A CLOUD OF QUILT PATTERNS: AN ENCYCLOPEDIA OF PATTERN IN BLOG FORM UPDATES & ADDITIONS BY BARBARA BRACKMAN

Monday, April 12, 2021

T or Tea

 

1898.5 T or Tea Quilt
from Comfort magazine


Here's a nine patch I found in Comfort magazine
and added to the third edition of the Encyclopedia of Pieced Quilt Patterns
and BlockBase+. Published in 1911. Found the pattern in Villa Nova University's
periodical collection.

Figured out the seams and sent it to the programmers
at Electric Quilt.

Comfort was a women's magazine, quite popular in its day.
It published many quilt patterns in the 1890-1940 years...

usually picturing the small diagrams used at the time,
this often repeated page published in 1938

And many times, a bad photo of a block
a reader had sent in.

Some better than others, 1910.

But the editors knew what they were doing. Comfort
was the first magazine to have over 1,000,000 subscribers.

It's not that exciting a block but I thought the name
T or Tea was important to include as it is a possible
reference to the Temperance movement.

I thought I'd do some shading in EQ8 so I exported the design and shaded it with some Ladies' Legacy fabrics.



Here it is with 3-inch sashing, the same size
as the center cross in a 12" block.

Then I set blocks all over, block to block.
It makes its own sashing
as these 9-patch blocks with a cross in center often do.
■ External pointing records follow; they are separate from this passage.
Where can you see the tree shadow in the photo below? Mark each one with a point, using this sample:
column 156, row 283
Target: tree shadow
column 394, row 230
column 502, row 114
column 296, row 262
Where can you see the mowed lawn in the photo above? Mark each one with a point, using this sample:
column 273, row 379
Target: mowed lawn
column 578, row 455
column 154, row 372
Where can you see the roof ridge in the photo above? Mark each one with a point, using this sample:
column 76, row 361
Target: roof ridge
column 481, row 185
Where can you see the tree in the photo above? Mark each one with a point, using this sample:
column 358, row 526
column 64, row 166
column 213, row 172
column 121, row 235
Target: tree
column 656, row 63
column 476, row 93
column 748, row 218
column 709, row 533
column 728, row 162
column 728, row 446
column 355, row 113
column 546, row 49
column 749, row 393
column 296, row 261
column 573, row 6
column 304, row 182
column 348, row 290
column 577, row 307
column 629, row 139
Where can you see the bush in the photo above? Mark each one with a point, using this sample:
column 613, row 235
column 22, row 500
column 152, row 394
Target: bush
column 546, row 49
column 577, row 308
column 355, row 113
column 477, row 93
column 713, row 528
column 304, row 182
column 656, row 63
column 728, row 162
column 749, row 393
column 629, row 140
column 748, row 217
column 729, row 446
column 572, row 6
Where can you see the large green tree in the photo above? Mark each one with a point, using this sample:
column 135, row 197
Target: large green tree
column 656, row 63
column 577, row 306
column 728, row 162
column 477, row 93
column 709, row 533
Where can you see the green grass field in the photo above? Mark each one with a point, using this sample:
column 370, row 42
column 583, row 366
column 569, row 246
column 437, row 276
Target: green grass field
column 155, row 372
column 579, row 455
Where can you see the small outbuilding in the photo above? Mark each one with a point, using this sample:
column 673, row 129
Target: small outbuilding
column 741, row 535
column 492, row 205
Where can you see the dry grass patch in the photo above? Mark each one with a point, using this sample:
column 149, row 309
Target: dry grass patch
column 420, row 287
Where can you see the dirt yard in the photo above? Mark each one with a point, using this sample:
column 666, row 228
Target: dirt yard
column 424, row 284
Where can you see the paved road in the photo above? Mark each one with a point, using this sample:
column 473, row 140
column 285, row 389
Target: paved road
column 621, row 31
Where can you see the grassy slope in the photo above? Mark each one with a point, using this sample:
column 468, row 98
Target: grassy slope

It then becomes a version of this other nine patch---the much more popular Capital T block---with more seams.

#1660

So in your Encyclopedia book under #1660 write, See #1898.5 (and vice versa.)
Sometimes it helps to see the big picture.

1 comment:

  1. When I was first becoming interested in quilt making I read all the library books I could find at that time (the mid 1980's-mid 1990's) on quilt making. There were OLD books and some hippie styled ones as well. In my reading the said that the T was for Temperance and was often made in red. (solid) That was the color, as I recall of the Women's Temperance Union. Other blocks were of a drinking glass, and the Tumbler blocks, encouraging the drinking of water as a beverage.